RE: Recommendation for a good book on Spark, beginner to moderate knowledge

2016-03-01 Thread Mohammed Guller
I agree that the Spark official documentation is pretty good. However, a book 
also serves a useful purpose. It provides a structured roadmap for learning a 
new technology. Everything is nicely organized for the reader. For somebody who 
has just started learning Spark, the amount of material on the Internet can be 
overwhelming. There are ton of blogs and presentations on the Internet. A 
beginner could easily spend months reading them and still be lost. If you are 
experienced, it is easy to figure out what to read and what to skip.

I also agree that a book becomes outdated at some point, but not right away. 
For example, a book covering DataFrames and Spark ML is not outdated yet.

Mohammed
Author: Big Data Analytics with 
Spark

From: charles li [mailto:charles.up...@gmail.com]
Sent: Monday, February 29, 2016 1:39 AM
To: Ashok Kumar
Cc: User
Subject: Re: Recommendation for a good book on Spark, beginner to moderate 
knowledge

since spark is under actively developing, so take a book to learn it is somehow 
outdated to some degree.

I would like to suggest learn it from several ways as bellow:


  *   spark official document, trust me, you will go through this for several 
time if you want to learn in well : http://spark.apache.org/
  *   spark summit, lots of videos and slide, high quality : 
https://spark-summit.org/
  *   databricks' blog : https://databricks.com/blog
  *   attend spark meetup : http://www.meetup.com/
  *   try spark 3-party package if needed and convenient : 
http://spark-packages.org/
  *   and I just start to blog my spark learning memo on my blog: 
http://litaotao.github.io

in a word, I think the best way to learn it is official document + databricks 
blog + others' blog ===>>> your blog [ tutorial by you or just memo for your 
learning ]

On Mon, Feb 29, 2016 at 4:50 PM, Ashok Kumar 
> wrote:
Thank you all for valuable advice. Much appreciated

Best

On Sunday, 28 February 2016, 21:48, Ashok Kumar 
> wrote:

  Hi Gurus,

Appreciate if you recommend me a good book on Spark or documentation for 
beginner to moderate knowledge

I very much like to skill myself on transformation and action methods.

FYI, I have already looked at examples on net.
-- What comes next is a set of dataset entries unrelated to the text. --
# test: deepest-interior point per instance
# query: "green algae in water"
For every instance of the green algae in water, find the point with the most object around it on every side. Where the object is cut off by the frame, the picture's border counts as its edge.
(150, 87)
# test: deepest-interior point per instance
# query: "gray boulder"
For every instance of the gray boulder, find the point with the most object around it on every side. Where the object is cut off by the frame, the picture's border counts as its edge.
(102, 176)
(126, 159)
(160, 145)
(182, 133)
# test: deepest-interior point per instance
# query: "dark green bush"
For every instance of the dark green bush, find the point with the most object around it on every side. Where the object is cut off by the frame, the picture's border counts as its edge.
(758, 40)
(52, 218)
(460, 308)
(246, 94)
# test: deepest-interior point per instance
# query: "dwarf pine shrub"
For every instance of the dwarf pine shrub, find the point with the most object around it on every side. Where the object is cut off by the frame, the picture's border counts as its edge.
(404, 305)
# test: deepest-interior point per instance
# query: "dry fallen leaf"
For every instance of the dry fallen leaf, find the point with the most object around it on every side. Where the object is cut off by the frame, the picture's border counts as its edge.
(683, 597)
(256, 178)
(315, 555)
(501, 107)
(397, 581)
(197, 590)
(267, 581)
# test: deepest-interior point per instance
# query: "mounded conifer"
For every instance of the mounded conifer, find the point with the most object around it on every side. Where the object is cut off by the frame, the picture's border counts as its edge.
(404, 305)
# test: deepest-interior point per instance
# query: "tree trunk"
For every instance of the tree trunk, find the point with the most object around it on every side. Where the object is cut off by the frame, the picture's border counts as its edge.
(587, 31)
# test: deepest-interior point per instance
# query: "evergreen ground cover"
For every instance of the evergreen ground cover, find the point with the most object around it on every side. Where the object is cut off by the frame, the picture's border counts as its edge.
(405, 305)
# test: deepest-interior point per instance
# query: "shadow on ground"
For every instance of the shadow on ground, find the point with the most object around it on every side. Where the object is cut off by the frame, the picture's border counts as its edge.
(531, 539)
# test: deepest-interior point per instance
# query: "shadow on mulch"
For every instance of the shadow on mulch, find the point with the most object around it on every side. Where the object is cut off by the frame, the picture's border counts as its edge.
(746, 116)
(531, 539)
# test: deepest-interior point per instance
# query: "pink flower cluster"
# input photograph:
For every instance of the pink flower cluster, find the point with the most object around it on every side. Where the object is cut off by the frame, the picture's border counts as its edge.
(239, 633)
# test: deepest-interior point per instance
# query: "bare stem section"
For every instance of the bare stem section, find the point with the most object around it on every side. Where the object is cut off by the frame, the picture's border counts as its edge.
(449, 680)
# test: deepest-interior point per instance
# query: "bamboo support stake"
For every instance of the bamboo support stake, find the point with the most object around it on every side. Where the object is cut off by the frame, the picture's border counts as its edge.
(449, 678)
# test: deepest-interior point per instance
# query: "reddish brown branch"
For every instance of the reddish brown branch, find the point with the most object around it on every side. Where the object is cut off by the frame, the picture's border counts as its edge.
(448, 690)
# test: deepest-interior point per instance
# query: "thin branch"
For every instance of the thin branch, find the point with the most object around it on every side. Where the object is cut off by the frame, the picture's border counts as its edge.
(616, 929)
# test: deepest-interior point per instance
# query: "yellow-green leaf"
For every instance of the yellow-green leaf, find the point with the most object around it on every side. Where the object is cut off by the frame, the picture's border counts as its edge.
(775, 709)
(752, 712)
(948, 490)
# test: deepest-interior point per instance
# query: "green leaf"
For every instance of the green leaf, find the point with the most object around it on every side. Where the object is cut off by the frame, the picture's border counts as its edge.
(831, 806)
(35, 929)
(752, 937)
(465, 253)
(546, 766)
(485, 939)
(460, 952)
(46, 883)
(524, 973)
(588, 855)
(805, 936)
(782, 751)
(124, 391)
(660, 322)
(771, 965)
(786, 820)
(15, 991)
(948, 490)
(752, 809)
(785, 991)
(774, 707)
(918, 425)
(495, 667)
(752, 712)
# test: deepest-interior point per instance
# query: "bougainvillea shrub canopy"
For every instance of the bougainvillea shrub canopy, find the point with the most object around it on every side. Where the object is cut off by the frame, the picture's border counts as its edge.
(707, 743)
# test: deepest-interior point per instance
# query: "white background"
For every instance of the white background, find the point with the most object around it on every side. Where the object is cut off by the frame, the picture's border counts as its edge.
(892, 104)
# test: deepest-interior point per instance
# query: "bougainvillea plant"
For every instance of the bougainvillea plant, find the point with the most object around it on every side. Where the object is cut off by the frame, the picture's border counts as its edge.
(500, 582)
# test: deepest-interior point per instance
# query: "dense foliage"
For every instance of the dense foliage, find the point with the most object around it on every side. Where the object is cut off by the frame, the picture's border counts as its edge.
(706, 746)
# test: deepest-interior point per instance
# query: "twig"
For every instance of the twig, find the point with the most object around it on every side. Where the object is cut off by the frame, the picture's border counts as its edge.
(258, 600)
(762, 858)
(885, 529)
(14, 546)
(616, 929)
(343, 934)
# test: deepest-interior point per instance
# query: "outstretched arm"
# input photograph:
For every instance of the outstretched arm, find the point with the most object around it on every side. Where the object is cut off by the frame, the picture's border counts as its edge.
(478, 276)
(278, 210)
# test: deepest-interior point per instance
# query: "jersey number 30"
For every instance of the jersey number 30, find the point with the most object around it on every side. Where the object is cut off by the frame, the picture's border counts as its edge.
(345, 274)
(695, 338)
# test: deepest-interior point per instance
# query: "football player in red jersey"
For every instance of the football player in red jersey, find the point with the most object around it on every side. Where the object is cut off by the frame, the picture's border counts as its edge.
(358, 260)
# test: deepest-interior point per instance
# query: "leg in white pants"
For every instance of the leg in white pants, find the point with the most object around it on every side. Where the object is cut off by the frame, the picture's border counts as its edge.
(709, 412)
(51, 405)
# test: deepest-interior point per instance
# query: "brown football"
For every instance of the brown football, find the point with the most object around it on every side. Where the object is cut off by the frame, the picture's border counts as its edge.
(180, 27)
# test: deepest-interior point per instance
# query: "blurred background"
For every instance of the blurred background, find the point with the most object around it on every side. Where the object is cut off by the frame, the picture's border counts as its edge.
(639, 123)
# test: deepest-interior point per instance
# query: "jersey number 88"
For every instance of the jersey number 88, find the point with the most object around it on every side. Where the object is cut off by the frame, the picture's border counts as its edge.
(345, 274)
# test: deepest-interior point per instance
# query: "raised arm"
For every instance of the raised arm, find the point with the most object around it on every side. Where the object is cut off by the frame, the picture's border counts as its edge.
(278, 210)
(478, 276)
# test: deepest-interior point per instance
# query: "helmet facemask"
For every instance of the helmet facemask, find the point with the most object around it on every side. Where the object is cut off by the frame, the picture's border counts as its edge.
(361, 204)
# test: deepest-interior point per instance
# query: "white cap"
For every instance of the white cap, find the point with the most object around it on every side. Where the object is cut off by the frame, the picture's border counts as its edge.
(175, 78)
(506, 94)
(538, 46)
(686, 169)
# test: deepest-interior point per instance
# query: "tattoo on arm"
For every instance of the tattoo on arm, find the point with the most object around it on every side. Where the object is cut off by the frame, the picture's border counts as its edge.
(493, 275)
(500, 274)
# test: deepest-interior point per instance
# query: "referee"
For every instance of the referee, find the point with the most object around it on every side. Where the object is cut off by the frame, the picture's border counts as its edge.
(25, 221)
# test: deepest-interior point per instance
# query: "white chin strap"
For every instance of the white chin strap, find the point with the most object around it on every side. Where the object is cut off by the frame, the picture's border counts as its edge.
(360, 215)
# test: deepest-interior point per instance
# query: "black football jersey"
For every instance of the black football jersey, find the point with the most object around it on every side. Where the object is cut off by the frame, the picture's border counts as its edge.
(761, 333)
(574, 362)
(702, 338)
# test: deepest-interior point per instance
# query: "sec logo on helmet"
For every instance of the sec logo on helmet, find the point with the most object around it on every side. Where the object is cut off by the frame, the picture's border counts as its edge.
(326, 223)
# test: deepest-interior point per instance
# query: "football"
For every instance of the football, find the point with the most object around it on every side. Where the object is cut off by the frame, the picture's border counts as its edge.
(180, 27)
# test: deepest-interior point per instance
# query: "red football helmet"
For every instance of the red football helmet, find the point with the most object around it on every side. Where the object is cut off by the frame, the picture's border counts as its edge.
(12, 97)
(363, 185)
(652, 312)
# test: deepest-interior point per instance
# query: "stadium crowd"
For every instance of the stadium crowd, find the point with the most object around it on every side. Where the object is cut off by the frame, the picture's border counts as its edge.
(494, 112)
However, some of them not clear 
at least to me.

Warmest regards




--
--
a spark lover, a quant, a developer and a good man.
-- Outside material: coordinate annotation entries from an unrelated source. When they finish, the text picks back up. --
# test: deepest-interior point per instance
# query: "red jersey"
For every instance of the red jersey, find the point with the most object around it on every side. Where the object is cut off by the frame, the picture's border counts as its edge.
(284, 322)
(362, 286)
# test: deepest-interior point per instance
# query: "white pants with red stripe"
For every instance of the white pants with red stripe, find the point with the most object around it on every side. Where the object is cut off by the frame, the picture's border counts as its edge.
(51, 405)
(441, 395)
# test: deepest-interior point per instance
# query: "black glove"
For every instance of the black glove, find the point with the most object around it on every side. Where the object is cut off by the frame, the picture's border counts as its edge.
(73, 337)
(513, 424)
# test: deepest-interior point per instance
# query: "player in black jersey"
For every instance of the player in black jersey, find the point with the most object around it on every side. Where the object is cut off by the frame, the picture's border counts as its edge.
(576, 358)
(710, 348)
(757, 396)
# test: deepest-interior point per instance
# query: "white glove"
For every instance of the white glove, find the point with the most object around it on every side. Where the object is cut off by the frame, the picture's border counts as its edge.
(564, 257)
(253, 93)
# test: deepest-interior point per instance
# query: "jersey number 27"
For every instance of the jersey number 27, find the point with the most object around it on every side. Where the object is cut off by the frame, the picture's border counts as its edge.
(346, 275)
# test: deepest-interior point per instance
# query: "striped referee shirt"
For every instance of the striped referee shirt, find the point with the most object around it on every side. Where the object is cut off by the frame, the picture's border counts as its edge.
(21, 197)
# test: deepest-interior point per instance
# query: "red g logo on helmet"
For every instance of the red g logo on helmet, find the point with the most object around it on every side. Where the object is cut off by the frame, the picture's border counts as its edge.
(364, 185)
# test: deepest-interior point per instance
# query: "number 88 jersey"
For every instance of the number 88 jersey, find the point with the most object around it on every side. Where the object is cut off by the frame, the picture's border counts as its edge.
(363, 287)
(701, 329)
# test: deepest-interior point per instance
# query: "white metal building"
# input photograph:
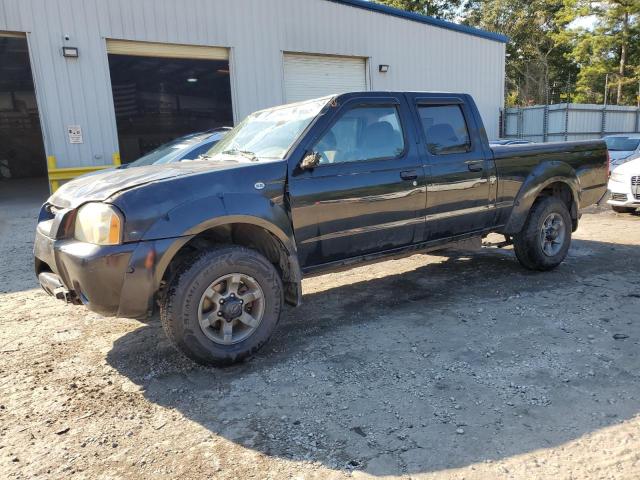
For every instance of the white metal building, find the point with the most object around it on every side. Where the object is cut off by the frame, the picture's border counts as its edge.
(129, 65)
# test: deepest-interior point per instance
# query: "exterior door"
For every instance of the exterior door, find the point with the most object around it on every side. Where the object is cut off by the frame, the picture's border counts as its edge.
(314, 76)
(459, 172)
(368, 193)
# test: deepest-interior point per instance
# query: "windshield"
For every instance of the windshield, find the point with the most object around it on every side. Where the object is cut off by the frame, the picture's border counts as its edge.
(622, 144)
(167, 152)
(268, 134)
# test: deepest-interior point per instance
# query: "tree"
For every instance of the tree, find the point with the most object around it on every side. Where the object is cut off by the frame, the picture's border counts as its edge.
(611, 49)
(433, 8)
(537, 69)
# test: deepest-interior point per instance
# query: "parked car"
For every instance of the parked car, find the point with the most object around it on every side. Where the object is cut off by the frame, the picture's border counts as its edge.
(187, 147)
(508, 141)
(624, 186)
(220, 243)
(622, 147)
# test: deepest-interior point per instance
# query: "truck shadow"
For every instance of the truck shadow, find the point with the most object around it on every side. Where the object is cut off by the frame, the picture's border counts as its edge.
(459, 360)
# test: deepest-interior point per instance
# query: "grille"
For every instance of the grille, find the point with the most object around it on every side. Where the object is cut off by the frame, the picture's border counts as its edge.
(619, 197)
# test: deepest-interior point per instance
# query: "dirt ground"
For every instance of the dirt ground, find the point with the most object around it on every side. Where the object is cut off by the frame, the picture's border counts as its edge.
(431, 366)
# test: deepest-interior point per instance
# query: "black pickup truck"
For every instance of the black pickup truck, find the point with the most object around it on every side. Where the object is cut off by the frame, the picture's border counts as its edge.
(221, 242)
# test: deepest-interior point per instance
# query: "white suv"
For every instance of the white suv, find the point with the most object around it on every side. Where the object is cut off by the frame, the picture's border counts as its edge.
(624, 185)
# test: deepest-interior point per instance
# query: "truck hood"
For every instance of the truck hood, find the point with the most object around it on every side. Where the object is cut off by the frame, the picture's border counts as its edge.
(104, 185)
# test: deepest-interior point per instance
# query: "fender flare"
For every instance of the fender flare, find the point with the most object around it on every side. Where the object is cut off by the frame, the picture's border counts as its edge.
(192, 218)
(543, 175)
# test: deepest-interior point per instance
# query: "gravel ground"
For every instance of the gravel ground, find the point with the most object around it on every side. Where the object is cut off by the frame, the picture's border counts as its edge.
(462, 366)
http://github.com/litaotao


Re: Recommendation for a good book on Spark, beginner to moderate knowledge

2016-02-29 Thread charles li
since spark is under actively developing, so take a book to learn it is
somehow outdated to some degree.

I would like to suggest learn it from several ways as bellow:


   - spark official document, trust me, you will go through this for
   several time if you want to learn in well : http://spark.apache.org/
   - spark summit, lots of videos and slide, high quality :
   https://spark-summit.org/
   - databricks' blog : https://databricks.com/blog
   - attend spark meetup : http://www.meetup.com/
   - try spark 3-party package if needed and convenient :
   http://spark-packages.org/
   - and I just start to blog my spark learning memo on my blog:
   http://litaotao.github.io


in a word, I think the best way to learn it is official *document +
databricks blog + others' blog ===>>> your blog [ tutorial by you or just
memo for your learning ]*

On Mon, Feb 29, 2016 at 4:50 PM, Ashok Kumar 
wrote:

> Thank you all for valuable advice. Much appreciated
>
> Best
>
>
> On Sunday, 28 February 2016, 21:48, Ashok Kumar 
> wrote:
>
>
>   Hi Gurus,
>
> Appreciate if you recommend me a good book on Spark or documentation for
> beginner to moderate knowledge
>
> I very much like to skill myself on transformation and action methods.
>
> FYI, I have already looked at examples on net. However, some of them not
> clear at least to me.
>
> Warmest regards
>
>
>


-- 
*--*
a spark lover, a quant, a developer and a good man.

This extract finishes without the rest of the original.